Reading Back Verbal Orders Cuts Medical Mistakes

Residents reduced medication order errors from 9.1 percent to 0 percent

TUESDAY, May 2 (HealthDay News) -- Residents can reduce verbal medication order errors to just about zero by simply reading orders back to the attending physician or chief resident as they are entering them on portable computers during rounds, according to research presented at the annual meeting of the Pediatric Academic Societies in San Francisco.

Michael T. Vossmeyer, M.D., of Cincinnati Children's Hospital Medical Center in Ohio, and colleagues analyzed the process for making and recording verbal entries during rounds.
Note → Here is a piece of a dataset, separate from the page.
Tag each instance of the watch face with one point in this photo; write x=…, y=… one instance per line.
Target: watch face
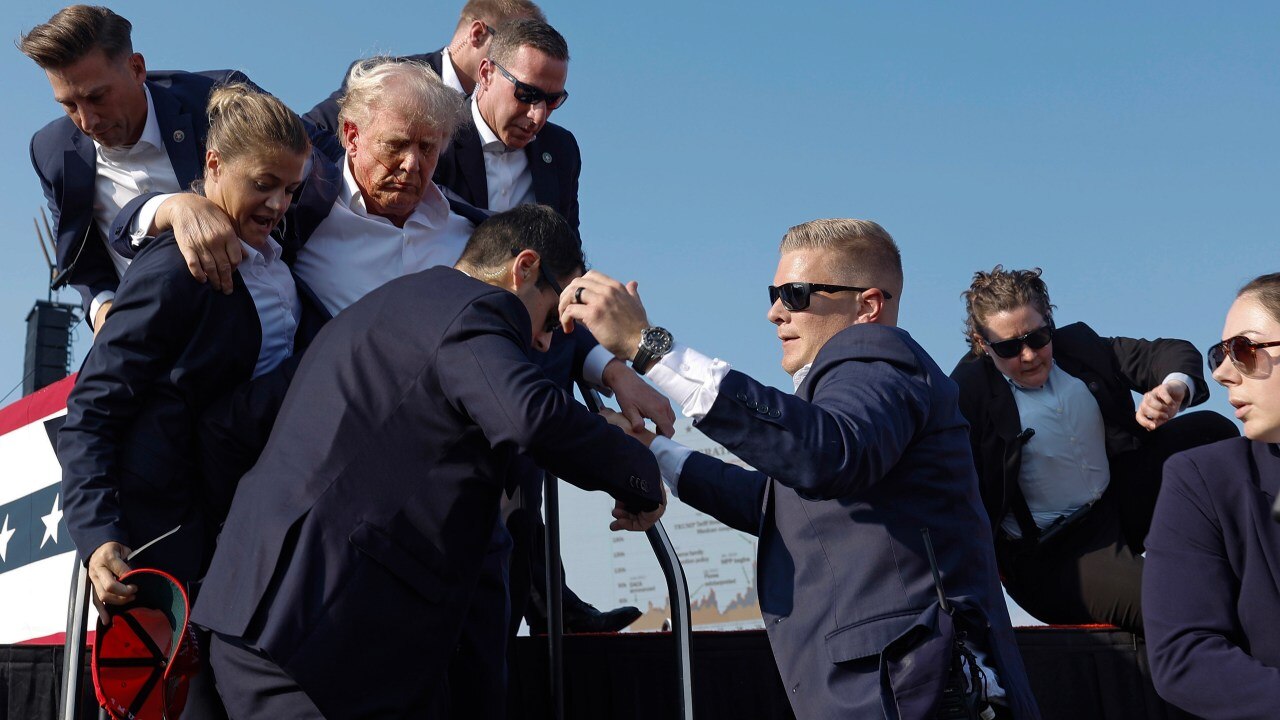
x=657, y=341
They found that when the attending physician or chief resident gave orders to residents, who entered them into a portable computer at the patient's bedside, there was an error in fewer than seven out of 70 cases, or 9.1 percent. In two cases, residents entered the wrong drug, although most mistakes would not have harmed the patient.

The researchers designed a new system in which residents read back orders as they entered them. By the end of the study, the new system had cut verbal order errors to 0 percent without adding any extra time to the process.

"A simple order read-back process resulted in a significant decrease in verbal order errors without an apparent increase in workload," the authors write. "Follow-up is being conducted to determine if the results are sustainable and the process is reliable."